Blended JA Now Carries More Clout

    Two Junior Achievement chapters in West Michigan will become one next month, under a merger that offers students involved in the organization a lesson about today’s business realities.

    The Grand Rapids-based Junior Achievement of the Michigan Great Lakes Inc. will absorb the Grand Haven-based Junior Achievement of the West Michigan Lake Shore Inc. as of July 1.

    “We can advance the mission of Junior Achievement much farther together than we ever could separately,” said Mark Meyers, assistant city administrator in Norton Shores who serves on the Lake Shore Junior Achievement’s board and chaired the committee that planned the blending of the two organizations.

    Consolidation comes seven years after the idea was first raised and discarded. The merger was rekindled earlier this year when Dave Hensch, a board member of the Grand Rapids organization and senior vice president for corporate banking at Bank One, approached Meyers.
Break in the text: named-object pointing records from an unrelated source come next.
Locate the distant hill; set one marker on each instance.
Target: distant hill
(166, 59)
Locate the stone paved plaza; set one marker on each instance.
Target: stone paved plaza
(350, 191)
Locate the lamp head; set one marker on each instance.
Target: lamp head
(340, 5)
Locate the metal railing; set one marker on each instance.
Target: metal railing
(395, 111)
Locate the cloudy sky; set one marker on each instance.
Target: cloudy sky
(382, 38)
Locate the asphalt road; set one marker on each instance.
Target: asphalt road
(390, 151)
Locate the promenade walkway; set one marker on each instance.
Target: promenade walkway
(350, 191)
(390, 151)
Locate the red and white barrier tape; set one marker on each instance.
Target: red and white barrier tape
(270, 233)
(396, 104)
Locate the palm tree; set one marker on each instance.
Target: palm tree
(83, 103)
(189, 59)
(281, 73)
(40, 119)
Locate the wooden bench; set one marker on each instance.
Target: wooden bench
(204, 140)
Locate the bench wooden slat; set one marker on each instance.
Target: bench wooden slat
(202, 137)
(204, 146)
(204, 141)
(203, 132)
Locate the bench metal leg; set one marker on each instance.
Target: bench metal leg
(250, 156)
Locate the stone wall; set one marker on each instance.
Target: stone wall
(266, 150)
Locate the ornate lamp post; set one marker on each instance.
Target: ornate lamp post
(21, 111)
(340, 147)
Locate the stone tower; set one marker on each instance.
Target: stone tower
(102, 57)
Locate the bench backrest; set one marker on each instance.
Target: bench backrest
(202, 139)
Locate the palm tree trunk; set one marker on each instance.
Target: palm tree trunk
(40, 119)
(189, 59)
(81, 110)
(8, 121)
    Subsequent discussions led to the formation of a “blending committee,” and eventually a decision on both sides to create a broader, regional Junior Achievement organization and fold the Lake Shore organization into the Grand Rapids-based Junior Achievement, which will maintain the Grand Haven office.

    Hensch credits the boards of both organizations with “doing what was right for our kids and Junior Achievement donors.”

    The larger organization resulting from the merger creates the 23rd biggest Junior Achievement chapter in the nation that will serve 42 counties in western and northern Michigan, including the Upper Peninsula, and 55,000 elementary, middle school and high school students annually.

    “Blending with Junior Achievement of the Michigan Great Lakes represents the next logical step in improving services to kids and schools that JA serves,” said Amy Kozanecki, chairwoman of the Lake Shore Junior Achievement’s board and a mortgage loan officer at National City Bank.

    Junior Achievement teaches students about the business world and potential career choices through lessons in business, economics and free enterprise.

    The blending of the two organizations will enable Junior Achievement of the Michigan Great Lakes to generate operating efficiencies and better leverage financial support and sponsorships, as well as a volunteer base of some 5,000 business people, said William Coderre, president of Junior Achievement of the Michigan Great Lakes.

    “It will enable us, over the long run, to make more of an impact on children, do it more effectively and, hopefully, at a lower cost,” Coderre said.

    He likens the two Junior Achievement chapters coming together into a single organization, fulfilling an idea that was first broached in the mid-1990s, to a lengthy courtship.

    “Any time you blend two similar organizations it’s like a marriage. There has to be a courting and a process and you have to become friends first,” Coderre said.

    With consolidation to generate efficiencies being a regular part of doing business, the blending made much more sense today, particularly given the sluggish economy of the past two years.

    “With the tougher economy we’re all looking for ways to run our organizations more efficiently and effectively,” Coderre said.